AS AN AVANT-GARDE CONCEPT DEFINING A NEW CATEGORY OF MINIMALIST AESTHETICS, ‘SPECIFIC OBJECTS’ EXPLAINS THE RETURN TO OBJECTS IN JUDD’S MINIMALISM WITHIN A LATE-MODERN CONTEXT. THIS PROBLEMATISES A NEW SITUATION CONCERNING THE CREATION AND ARRANGEMENT OF OBJECTS. IT CORRESPONDS TO A MINIMALIST PHASE IN WHICH THE IDEAL OF PURE ART TRANSFORMS INTO THE REALITY OF A MORE DISTINCT OBJECT; A HISTORICAL TURNING POINT WHERE THE FORMALIST NATURE OF ART BOTH REACHES A ZENITH AND FRACTURES.

Specific Objects is one of the most influential manifestos in art history. Arguing that the two fundamental categories into which Western art had long been classified, namely painting and sculpture, were by then approaching exhaustion, Donald Judd, in this text published in 1965, assigned the name specific objects to works that transcended the boundaries of both categories. The objects thus defined are neither painting nor sculpture. They represent nothing other than themselves and exist within a new category entirely their own. Composed predominantly of industrial materials, they are three-dimensional and may stand on the wall or on the floor, but they are without a pedestal. This ambiguous territory between categories is, in Judd’s view, precisely the most fertile ground.

At the intellectual center of the essay lies an opposition to illusion. Judd here defends real space, finding the relationship that a physically existing object establishes with space to be powerful and genuine. He gives concrete form to this conviction in his own practice. The galvanized steel and plexiglass boxes he employs create no illusion whatsoever. The object simply stands there, reflects light, and affects the space surrounding it.

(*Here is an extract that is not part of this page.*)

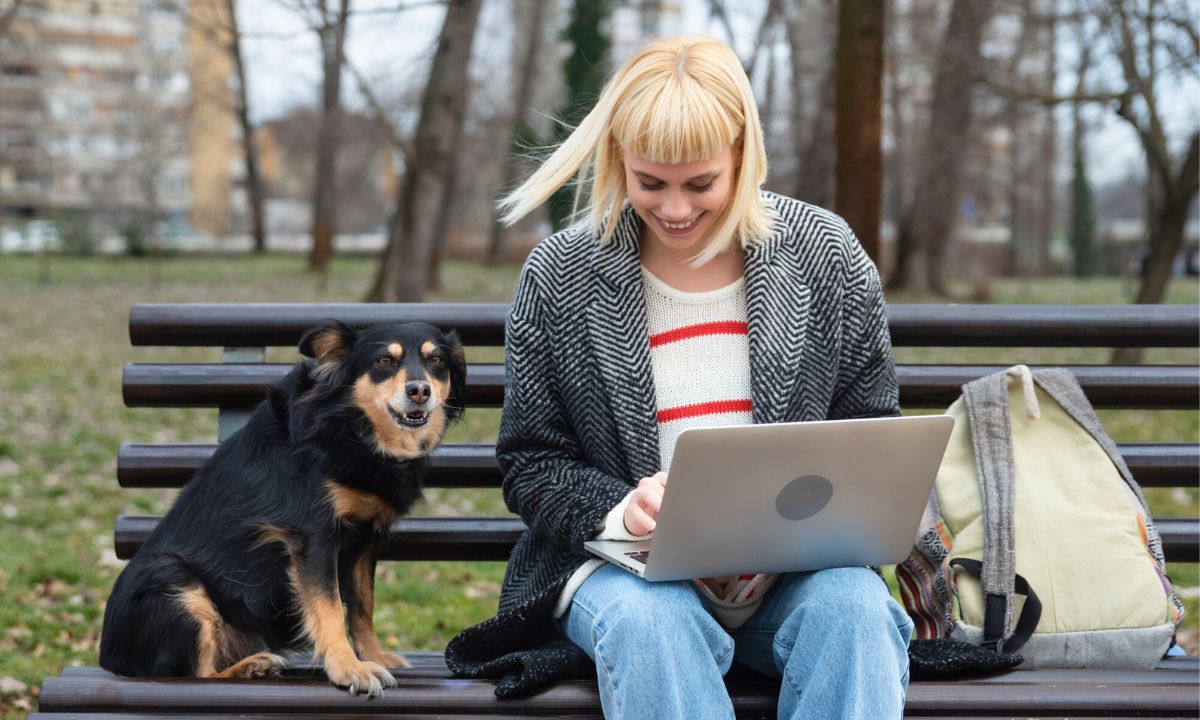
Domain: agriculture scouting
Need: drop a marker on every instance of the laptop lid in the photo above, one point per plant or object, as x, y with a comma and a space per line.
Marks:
796, 496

In his essay, Judd also addresses the tactile memory of the surface conveyed through the artist’s hand and trace, the authenticity of the work, and the individuality of the artist, all of which he regards as unnecessary and even detrimental. The specific objects he designs are factory-produced. The choice of ready-made material ensures that the work foregrounds its own physical presence rather than the emotional state of the artist. The object belongs to itself, not to the artist’s expression. This observation constitutes a direct challenge to the prevailing understanding of art of the period. The artist who transferred his own body and emotions onto the canvas through expressionist gestures was now giving way to a designer who places factory orders and calculates the properties of materials.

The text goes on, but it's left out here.